Cette notion d’«organisation économique de l’entreprise» est précisée dans la circulaire du 30 novembre 1984. Elle recouvre la création, la transformation, la fermeture d’un département, d’un service, d’une agence ou d’un établissement. Il peut s’agir également d’une modification importante dans l’organisation interne des différents départements ou services de l’entreprise. Ainsi, lorsque le changement dans l’organisation dépasse la simple modification de l’organigramme, le comité doit être consulté (Cass. Crim. 13 janvier 1998, n°96-81.478). Autrement dit, elle reprend « les hypothèses de fusion, cession, acquisition ou cession de filiales […], celles de scission, transformation du fonds ou dissolution ».
De plus, l’article 2313-42 précise que « lors du dépôt du projet d’offre », l’employeur de l’entreprise sur laquelle porte l’offre réunit immédiatement son CSE pour l’en informer.
L’entreprise SUEZ aurait dû informer et consulter les différents CSE dans le délai d’un mois.
En l’espèce la direction du groupe SUEZ n’a pas pu respecter son obligation légale d’information – consultation des CSE dans le délai d’un mois (article R2312-6 du code du travail), en raison du délai court imposé par le calendrier fixé dans le communiqué en date du 30 août 2020. Ce dernier posé un ultimatum au 1er septembre 2020 soit un délai d’une journée. De surcroît, la direction de SUEZ n’avait pas la capacité de fournir les informations nécessaires à la compréhension du sujet et de permettre aux instances représentatives du personnel de rendre un avis.
La consultation du CSE n’a de sens que si ce dernier est à même de rendre un avis éclairé. C’est la raison pour laquelle toute consultation doit être précédée de la communication d’une information suffisante, propre à faire naître une réflexion.
Pour lui permettre de formuler un avis motivé, le CSE doit disposer d’informations précises et écrites transmises par l’employeur (article L. 2312-15 du code du travail). En effet, la procédure d’information et de consultation doit être engagée loyalement sur des documents précis et objectifs (article. L. 2312-46 du code du travail).

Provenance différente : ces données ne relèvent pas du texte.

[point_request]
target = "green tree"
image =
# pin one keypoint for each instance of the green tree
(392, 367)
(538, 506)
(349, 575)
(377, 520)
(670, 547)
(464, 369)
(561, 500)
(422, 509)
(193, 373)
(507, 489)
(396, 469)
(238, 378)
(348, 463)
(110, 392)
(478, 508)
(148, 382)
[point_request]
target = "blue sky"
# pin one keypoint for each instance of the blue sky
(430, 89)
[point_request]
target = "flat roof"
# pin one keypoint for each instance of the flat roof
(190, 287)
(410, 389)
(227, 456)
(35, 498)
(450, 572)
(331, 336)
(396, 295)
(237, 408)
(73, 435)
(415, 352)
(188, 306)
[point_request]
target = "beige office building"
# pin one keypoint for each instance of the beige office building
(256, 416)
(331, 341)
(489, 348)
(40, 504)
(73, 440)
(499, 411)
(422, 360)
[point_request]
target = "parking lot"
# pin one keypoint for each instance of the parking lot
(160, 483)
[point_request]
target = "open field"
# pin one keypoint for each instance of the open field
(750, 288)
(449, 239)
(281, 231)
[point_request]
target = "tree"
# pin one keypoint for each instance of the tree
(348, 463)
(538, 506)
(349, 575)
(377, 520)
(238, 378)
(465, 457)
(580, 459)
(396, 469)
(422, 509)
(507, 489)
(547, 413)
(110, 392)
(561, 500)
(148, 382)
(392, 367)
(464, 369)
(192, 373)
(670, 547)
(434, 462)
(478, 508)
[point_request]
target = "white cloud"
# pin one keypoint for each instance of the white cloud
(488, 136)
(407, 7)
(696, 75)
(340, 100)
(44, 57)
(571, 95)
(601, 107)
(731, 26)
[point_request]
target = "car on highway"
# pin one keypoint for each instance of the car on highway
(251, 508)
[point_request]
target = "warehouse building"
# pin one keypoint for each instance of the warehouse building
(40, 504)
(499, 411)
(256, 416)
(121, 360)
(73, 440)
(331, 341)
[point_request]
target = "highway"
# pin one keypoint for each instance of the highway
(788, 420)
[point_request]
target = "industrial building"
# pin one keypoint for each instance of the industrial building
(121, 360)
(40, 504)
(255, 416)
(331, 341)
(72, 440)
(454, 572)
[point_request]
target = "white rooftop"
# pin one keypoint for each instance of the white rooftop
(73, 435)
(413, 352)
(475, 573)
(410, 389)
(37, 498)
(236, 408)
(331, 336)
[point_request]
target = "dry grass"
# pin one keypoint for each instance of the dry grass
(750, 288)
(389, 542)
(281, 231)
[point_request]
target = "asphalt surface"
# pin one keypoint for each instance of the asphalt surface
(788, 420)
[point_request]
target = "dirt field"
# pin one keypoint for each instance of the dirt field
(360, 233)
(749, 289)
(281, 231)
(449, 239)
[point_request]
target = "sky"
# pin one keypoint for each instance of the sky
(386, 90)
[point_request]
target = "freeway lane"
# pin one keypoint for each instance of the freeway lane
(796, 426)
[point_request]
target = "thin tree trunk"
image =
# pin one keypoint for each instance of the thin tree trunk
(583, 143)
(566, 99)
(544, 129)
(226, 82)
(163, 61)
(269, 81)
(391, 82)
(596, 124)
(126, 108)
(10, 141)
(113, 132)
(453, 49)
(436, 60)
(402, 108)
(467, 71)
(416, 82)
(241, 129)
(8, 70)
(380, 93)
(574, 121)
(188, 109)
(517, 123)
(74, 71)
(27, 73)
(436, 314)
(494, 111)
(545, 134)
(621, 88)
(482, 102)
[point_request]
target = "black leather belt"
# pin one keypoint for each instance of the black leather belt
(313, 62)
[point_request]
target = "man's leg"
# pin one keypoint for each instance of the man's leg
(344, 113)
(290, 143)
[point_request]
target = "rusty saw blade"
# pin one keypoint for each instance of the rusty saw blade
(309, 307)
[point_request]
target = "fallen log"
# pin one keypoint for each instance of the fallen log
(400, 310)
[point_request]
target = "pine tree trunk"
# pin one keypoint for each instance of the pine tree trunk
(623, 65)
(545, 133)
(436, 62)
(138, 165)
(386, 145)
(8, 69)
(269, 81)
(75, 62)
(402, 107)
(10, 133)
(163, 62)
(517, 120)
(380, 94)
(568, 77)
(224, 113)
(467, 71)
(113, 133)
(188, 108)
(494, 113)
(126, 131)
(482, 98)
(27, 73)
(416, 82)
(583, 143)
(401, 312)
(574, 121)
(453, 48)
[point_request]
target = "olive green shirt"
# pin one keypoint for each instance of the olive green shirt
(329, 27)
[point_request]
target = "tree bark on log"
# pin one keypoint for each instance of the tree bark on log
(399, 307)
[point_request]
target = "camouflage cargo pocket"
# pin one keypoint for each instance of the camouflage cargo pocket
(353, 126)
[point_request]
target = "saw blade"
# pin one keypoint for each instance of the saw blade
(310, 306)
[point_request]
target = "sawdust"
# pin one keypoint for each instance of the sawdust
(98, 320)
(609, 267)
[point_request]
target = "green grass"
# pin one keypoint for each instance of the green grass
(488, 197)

Compte tenu de tous ces obstacles, le tribunal judiciaire a estimé que l’absence de consultation constitue un trouble manifestement illicite. Les CSE de Suez ont pu obtenir la suspension du projet de rachat par Veolia.
Cette affaire rappelle l’importance de la consultation préalable du CSE sur tout projet ayant un impact collectif. Même si les CSE de Suez ne pourront pas s’opposer au projet de rachat, cette décision permet aux représentants du personnel d’être consultés conformément au cadre légal et de pouvoir se faire assister par des experts afin notamment d’apprécier l’impact du projet pour les salariés.